Click here for a Slide Show of the Our House Click here for a slide show of Our House.

Port de Soller and Vicinity

Soller and Port de Soller were the two big towns nearest to Fornalutx. Soller was an attractive place with impossibly narrow (two-way) winding tree-lined streets and lots of character. Mostly we went there to go to the supermarket and to park the car. There was a bit of a parking problem in Fornalutx. Basically, you couldn't leave your car anywhere in the village during the day without risking getting it towed away. This generally wasn't a problem for us since we took it somewhere else every day to the start of a walk.

Port de Soller
Port de Soller
Port de Soller, its sister town, is a sizable beach resort a few kilometers away. It has a particularly lovely location on a large horseshoe-shaped bay, fringed with palm trees, with forested mountains as a backdrop. There was even a classic lighthouse overlooking everything. The whole place was very picturesque. And decidedly sleepy, it being very much the off-season in November. It would clearly be unpleasantly crowded in summer, although it is more of a family resort than the wild scene found around Palma. Still, the waterfront had a nice atmosphere, and it made for a pleasant place to stop for a beer after several of our walks.

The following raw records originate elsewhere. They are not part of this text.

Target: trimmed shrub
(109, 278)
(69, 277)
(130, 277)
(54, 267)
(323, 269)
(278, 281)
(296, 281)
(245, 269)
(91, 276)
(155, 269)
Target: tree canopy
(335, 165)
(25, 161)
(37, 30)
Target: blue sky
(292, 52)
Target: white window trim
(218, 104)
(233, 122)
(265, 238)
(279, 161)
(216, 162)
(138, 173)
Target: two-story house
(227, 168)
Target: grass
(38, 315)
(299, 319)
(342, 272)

Looking across to the lighthouse
Looking across to the lighthouse
There was also a tram that went directly from Port de Soller back to Soller; it ran right along the edge of the bay in the port, where there was a long strip of restaurants and cafes. This was very convenient for us since we often made use of the free car park in Soller during the day, and we would stop here for a beer before making our way back to the car. Interestingly, the trams were old San Francisco streetcars recycled into use here on Mallorca.

On the coast
On the coast
Our first full day we took a short warm-up walk which started in the Port de Soller. We climbed up the hillside and then down to the sea, to view the rocky shoreline and the bright blue water. It was extremely windy that day, and the water crashed picturesquely onto the rocks along the shoreline. After some time at the water's edge, we climbed back up to see the Torre Picardo, from which there were beautiful views across to the surrounding mountains.